The story begins with a furious teenager, Kang Dong-Ju, storming a major Seoul hospital after his father dies waiting for treatment while a VIP is prioritised. Subduing him, a calm doctor delivers a life-altering challenge: if he wants revenge, he must become better than those who failed him.

That doctor is Dr Bu Yong-Ju — a brilliant surgeon later forced out by colleagues eager to bury their own misconduct beneath his reputation. Betrayed by greed and jealousy, he vanishes to a remote countryside hospital and re-emerges as Kim Sa-Bu (“Teacher Kim”), a legendary yet eccentric physician who saves lives using unorthodox methods and an unshakeable moral compass.
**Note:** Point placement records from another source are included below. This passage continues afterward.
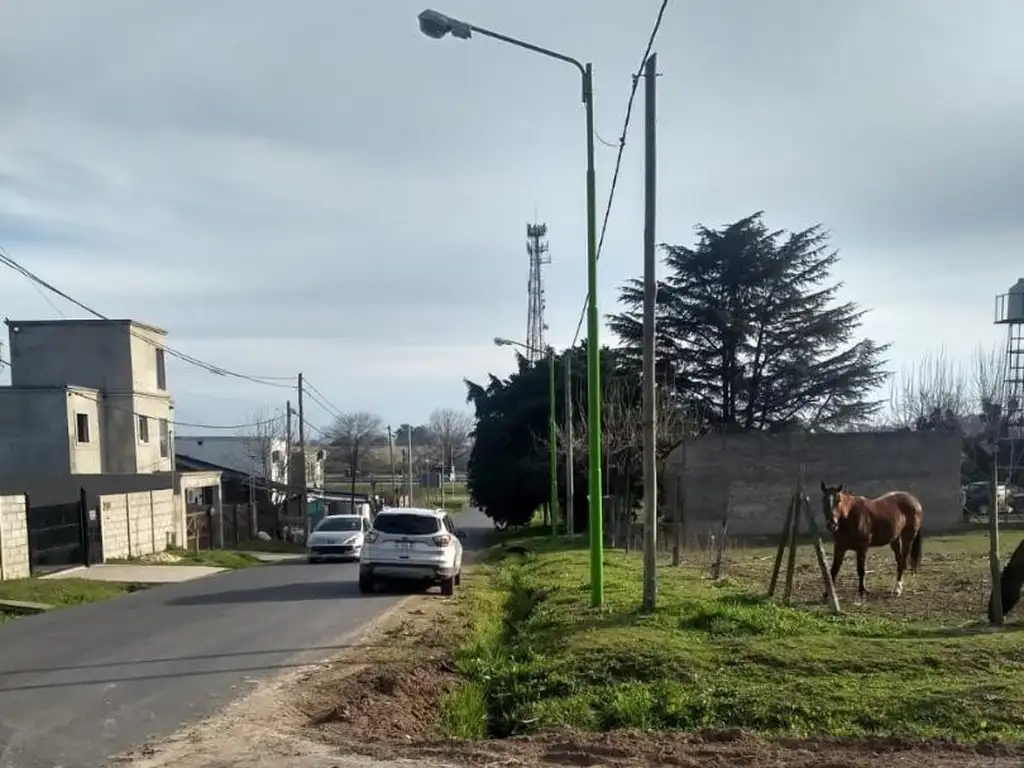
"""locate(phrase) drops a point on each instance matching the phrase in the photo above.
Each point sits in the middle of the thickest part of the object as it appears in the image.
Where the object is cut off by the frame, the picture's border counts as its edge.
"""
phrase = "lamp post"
(552, 427)
(436, 26)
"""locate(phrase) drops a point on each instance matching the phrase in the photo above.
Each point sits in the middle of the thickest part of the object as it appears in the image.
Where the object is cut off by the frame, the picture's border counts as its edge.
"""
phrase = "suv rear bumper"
(411, 571)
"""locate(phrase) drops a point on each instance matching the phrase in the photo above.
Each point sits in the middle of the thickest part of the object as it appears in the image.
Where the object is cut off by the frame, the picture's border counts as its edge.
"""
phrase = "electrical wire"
(622, 148)
(252, 425)
(270, 381)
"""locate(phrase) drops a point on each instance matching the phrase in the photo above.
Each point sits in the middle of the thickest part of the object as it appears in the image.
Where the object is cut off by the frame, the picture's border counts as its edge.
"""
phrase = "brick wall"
(13, 538)
(755, 474)
(137, 523)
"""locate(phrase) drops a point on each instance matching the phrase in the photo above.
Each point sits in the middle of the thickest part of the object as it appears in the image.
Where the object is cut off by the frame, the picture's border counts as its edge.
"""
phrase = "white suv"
(412, 545)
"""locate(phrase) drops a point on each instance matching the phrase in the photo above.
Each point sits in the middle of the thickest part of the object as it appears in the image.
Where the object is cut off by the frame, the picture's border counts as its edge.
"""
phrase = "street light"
(552, 426)
(436, 26)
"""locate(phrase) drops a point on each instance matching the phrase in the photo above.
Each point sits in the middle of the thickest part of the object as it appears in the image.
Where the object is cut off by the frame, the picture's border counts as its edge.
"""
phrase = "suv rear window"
(406, 524)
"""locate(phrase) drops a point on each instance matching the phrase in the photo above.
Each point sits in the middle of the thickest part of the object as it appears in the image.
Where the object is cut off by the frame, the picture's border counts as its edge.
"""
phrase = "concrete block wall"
(137, 523)
(13, 538)
(755, 474)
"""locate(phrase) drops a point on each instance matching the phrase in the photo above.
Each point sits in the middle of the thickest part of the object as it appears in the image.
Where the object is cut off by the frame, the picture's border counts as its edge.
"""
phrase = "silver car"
(337, 538)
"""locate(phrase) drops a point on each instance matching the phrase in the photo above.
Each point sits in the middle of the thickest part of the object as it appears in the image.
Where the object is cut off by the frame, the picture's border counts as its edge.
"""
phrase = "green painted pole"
(553, 441)
(593, 365)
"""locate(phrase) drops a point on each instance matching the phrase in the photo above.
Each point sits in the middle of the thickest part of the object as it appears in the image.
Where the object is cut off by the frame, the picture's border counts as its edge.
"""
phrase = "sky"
(316, 186)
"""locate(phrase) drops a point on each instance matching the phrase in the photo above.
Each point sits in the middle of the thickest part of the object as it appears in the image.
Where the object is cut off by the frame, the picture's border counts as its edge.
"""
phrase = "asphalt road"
(83, 684)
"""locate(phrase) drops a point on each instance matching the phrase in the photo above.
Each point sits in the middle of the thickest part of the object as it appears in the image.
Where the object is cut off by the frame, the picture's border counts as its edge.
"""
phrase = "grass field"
(61, 592)
(717, 655)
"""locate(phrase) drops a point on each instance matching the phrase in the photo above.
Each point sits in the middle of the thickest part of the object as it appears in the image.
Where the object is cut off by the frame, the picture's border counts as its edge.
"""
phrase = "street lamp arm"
(529, 46)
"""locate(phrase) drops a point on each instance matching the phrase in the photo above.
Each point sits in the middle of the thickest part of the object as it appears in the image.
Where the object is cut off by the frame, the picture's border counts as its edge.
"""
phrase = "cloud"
(328, 190)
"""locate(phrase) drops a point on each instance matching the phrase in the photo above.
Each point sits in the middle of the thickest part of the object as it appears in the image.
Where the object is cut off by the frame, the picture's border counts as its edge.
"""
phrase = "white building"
(87, 396)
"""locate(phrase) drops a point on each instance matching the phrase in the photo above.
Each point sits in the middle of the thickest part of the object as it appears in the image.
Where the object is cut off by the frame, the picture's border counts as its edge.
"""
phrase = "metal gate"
(57, 536)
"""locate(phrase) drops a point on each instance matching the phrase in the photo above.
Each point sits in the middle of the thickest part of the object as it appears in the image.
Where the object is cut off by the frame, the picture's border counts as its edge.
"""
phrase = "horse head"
(835, 505)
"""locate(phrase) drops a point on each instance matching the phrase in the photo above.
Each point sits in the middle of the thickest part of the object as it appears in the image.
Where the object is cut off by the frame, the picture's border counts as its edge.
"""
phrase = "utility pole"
(440, 478)
(649, 385)
(409, 433)
(390, 450)
(288, 463)
(302, 462)
(569, 467)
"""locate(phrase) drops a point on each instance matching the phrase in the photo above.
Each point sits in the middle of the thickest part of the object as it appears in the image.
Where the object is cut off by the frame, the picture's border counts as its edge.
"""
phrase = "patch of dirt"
(374, 706)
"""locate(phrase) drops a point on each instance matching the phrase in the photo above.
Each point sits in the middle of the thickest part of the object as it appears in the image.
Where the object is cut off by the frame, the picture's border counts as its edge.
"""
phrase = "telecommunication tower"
(1010, 312)
(537, 247)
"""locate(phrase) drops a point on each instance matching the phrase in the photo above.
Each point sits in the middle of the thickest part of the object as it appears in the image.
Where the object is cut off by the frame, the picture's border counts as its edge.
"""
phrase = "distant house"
(261, 458)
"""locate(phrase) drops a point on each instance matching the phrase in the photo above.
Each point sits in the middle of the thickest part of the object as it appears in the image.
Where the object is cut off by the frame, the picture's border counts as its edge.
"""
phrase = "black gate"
(94, 530)
(57, 536)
Ten years later, Dong-Ju returns as the top graduate of his class — brilliant, ambitious, and determined to be a doctor for patients, not power. He falls for senior doctor Yoon Seo-Jung, only to lose her when tragedy drives her into disappearance. His ideals are soon tested when he is pressured by hospital leadership to prioritise a VIP over a scheduled surgery. The result is devastating: both patients die, and the very director who coerced him makes him the scapegoat.

Fate draws these broken but determined doctors together again at Doldam Hospital, a struggling rural facility where Kim Sa-Bu mentors outcasts and second chances. Here, they confront relentless emergencies, personal demons, and the suffocating interference of a parent organisation determined to convert the hospital into a lucrative rehabilitation centre for the wealthy — abandoning emergency care because it does not pay.

Beyond the operating theatre, the drama cuts sharply into workplace politics:

- Jealous colleagues waiting to undermine success or claim credit not theirs

- Senior management enabling bias and self-interest

- A rigid hierarchy where authority overrides ethics

- Systems designed to protect power rather than patients

Having witnessed organisational politics firsthand — and with doctors in my own family practising under vastly different healthcare cultures — these tensions felt strikingly real. Systems that protect doctors at all costs can hide errors; systems that protect patients encourage transparency. The world of Dr Romantic sits in a darker middle ground, where truth bends to authority.

The series is undeniably melodramatic — doctors shout, clash, and occasionally come to blows — behaviour difficult to imagine in real hospitals. Yet the heightened emotion underscores the stakes: lives hang in the balance, and moral compromise can be fatal.

Kim Sa-Bu himself is a paradox. He is brilliant yet harsh, compassionate yet uncompromising. His refusal to reveal the truth behind his own downfall is frustrating, even when justified as protection for others. One cannot help but wonder whether silence protects the innocent — or enables the guilty.

So can the Doldam team overturn a system rigged against them? That is a battle best witnessed firsthand.

The medical procedures feel authentic, the ethical dilemmas compelling, and the characters deeply human.

An intense, emotional, and morally charged drama — highly recommended.